If DNS doesn’t point to the DC, domain join will fail. Always fix DNS first.
Join MS01 and MS02 to the domain
Settings → Accounts → Access work or school → Connect → Join this device to a local Active Directory domain.
Domain: corp.test (NetBIOS: CORP). Use CORP\Administrator or another domain user with join rights.
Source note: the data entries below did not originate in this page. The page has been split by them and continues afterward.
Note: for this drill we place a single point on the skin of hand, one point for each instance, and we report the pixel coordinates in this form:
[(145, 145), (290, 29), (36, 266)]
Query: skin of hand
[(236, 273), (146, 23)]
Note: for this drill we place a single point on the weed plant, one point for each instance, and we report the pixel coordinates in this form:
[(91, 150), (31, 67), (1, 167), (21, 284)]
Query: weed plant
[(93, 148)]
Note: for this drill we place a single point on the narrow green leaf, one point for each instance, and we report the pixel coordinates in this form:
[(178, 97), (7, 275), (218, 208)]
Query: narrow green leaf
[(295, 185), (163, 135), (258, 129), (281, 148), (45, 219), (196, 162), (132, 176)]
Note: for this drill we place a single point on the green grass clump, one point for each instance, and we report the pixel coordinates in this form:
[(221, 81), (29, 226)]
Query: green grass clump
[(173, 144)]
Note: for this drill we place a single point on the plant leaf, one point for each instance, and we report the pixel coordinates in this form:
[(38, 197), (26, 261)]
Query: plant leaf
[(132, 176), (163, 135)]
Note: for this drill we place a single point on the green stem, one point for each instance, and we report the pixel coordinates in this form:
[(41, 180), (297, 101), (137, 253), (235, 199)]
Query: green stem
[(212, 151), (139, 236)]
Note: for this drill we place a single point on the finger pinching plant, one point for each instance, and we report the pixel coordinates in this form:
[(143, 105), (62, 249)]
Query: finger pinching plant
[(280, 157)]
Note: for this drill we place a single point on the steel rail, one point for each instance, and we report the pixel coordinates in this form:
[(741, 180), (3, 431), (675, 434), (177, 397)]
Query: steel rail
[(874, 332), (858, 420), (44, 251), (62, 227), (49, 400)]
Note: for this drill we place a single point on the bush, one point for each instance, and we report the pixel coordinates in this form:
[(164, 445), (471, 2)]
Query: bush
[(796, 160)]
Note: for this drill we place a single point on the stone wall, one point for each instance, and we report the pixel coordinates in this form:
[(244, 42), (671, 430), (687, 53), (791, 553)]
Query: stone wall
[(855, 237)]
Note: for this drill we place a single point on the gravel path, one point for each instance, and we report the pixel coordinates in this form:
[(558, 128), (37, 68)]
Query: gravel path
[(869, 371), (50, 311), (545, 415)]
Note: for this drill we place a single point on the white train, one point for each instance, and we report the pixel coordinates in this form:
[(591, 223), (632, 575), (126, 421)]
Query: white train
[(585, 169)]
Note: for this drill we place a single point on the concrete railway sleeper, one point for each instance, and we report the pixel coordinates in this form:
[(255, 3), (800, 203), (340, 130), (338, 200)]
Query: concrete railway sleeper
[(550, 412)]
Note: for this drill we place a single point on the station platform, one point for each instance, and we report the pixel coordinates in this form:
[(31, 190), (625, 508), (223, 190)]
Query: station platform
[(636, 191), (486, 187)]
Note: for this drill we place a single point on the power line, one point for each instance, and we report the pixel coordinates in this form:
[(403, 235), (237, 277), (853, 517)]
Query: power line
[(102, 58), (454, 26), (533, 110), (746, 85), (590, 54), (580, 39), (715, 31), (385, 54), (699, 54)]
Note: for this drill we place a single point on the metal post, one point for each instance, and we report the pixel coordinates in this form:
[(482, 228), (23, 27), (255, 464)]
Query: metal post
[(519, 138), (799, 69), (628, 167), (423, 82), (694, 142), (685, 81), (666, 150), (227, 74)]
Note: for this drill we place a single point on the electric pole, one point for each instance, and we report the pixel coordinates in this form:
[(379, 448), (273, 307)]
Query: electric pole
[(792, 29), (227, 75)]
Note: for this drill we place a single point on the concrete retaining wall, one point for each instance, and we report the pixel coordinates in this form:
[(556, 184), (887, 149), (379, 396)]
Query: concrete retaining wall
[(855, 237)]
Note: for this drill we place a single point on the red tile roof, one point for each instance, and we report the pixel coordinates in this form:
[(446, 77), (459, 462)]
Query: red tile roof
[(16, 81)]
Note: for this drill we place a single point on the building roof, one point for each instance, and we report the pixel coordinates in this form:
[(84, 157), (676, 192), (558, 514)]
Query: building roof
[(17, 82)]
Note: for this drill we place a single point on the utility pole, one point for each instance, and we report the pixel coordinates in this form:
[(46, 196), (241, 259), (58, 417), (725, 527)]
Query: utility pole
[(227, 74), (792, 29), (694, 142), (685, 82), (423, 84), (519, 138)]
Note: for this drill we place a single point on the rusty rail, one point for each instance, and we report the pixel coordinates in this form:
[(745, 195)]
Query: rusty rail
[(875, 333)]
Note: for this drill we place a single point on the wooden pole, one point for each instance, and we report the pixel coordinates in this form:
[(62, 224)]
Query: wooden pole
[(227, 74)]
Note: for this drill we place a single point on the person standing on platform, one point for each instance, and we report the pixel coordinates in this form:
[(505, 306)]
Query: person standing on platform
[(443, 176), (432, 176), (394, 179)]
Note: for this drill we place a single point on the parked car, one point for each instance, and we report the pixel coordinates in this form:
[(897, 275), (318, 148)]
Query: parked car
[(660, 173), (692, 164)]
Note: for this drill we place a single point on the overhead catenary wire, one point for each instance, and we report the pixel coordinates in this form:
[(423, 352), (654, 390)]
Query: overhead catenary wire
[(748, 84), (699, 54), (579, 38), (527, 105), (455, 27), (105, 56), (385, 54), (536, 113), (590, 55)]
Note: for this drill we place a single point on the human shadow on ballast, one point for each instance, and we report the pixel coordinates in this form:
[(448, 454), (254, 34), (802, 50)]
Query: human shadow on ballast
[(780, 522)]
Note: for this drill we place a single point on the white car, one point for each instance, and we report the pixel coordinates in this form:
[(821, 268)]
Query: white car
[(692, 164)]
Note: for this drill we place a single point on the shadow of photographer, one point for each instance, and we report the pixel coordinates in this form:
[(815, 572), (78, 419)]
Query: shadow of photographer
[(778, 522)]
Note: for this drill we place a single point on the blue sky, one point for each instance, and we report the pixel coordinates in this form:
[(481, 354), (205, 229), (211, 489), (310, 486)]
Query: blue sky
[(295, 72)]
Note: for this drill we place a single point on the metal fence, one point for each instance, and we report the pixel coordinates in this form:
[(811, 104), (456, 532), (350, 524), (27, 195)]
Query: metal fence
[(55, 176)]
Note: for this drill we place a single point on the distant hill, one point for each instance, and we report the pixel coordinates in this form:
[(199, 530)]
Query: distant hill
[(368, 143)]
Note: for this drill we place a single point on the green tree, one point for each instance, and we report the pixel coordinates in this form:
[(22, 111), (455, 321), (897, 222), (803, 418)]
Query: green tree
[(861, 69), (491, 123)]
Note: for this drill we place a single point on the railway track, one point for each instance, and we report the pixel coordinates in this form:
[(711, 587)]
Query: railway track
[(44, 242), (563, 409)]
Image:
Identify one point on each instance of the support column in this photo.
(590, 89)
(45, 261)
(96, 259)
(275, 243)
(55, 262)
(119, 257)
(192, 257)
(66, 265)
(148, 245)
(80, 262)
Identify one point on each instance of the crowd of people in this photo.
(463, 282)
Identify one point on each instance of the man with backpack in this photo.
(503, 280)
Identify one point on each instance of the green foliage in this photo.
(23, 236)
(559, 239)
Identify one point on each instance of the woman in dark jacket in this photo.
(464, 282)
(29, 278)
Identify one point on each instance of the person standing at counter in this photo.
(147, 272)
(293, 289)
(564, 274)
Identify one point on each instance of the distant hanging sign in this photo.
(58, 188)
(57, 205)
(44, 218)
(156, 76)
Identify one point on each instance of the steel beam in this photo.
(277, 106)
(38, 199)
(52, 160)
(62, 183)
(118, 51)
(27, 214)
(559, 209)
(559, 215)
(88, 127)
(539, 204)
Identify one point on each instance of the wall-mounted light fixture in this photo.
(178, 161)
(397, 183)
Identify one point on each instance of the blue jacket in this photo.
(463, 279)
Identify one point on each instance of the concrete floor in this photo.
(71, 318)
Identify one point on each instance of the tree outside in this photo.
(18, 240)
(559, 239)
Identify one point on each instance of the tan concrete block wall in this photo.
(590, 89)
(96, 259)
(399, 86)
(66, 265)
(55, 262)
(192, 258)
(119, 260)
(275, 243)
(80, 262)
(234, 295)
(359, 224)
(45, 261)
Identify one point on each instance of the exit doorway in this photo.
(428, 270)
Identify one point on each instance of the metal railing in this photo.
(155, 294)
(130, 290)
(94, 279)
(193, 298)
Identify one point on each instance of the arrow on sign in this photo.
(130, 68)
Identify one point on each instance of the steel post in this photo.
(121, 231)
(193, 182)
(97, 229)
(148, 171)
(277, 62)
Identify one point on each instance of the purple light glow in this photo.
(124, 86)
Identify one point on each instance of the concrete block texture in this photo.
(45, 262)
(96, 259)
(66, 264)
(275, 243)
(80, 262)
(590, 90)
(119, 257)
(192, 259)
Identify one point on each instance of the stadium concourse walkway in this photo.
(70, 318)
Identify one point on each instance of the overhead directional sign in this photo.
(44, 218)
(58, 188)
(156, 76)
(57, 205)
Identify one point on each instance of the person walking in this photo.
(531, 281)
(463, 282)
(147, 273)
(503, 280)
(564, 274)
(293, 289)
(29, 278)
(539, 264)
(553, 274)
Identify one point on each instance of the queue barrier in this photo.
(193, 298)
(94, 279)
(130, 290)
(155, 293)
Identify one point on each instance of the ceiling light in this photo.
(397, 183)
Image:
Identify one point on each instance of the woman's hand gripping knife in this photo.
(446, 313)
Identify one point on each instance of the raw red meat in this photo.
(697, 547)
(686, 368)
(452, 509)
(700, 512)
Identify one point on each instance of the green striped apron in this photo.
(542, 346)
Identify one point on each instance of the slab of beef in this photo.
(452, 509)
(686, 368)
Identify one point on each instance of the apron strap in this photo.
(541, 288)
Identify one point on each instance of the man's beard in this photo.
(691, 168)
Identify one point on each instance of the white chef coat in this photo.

Reboot when asked.



Note: Use the DC Administrator credentials you created when setting up the DC.

Repeat on MS02.
First domain logon test
On MS01 login screen: Other user → CORP\Skeleton (enter password you set).
On MS02: CORP\Spider.
If you get “The trust relationship…” errors, check time sync and DNS.
Quick validation
- On DC01, run
Active Directory Users and Computers
and verify both computer objects exist under Computers (or your Workstations OU). - On MS01/MS02, run:
whoami
nltest /dsgetdc:corp.test
klist
You should see the domain and a Kerberos TGT.
Optional hardening/loosening (lab flavor)
- Disable WPS and change Wi-Fi if you’re using wireless bridging (lab stability).
- Turn Windows Defender real-time off on a lab box if you’re testing malware behaviors (leave it on if you’re testing detection).
- Enable RDP on MS01/MS02 and allow domain users.
- Create a few shares (CIFS), stand up IIS or SQL service accounts, etc.
- Build a basic OU/GPO structure and push some common misconfigs (LLMNR/NetBIOS settings, weak local admin password policy, unconstrained/RC4 for a service user, printer bug conditions).
Topology I’m using (example)
- DC01 – Windows Server 2022,
192.168.222.131
, DNS + AD DS, Domain:corp.test
(NetBIOS:CORP
) - MS01 – Windows 10 Enterprise, joined to
CORP
, user:Skeleton
- MS02 – Windows 10 Enterprise, joined to
CORP
, user:Spider
- Network – VMware NAT (vmnet8 in many installs). If you isolate with Host-only, add Kali to the same segment.
Done
You now have 1 DC + 2 workstations, two low-priv users, clean domain. From here, wire up whatever you want and break it safely. If your Kali VM lives on the same NAT/Host-only network, you’re ready to test enumeration, lateral movement, printer bug, relays, credential abuse, etc. Take snapshots before each experiment and after each “good state”.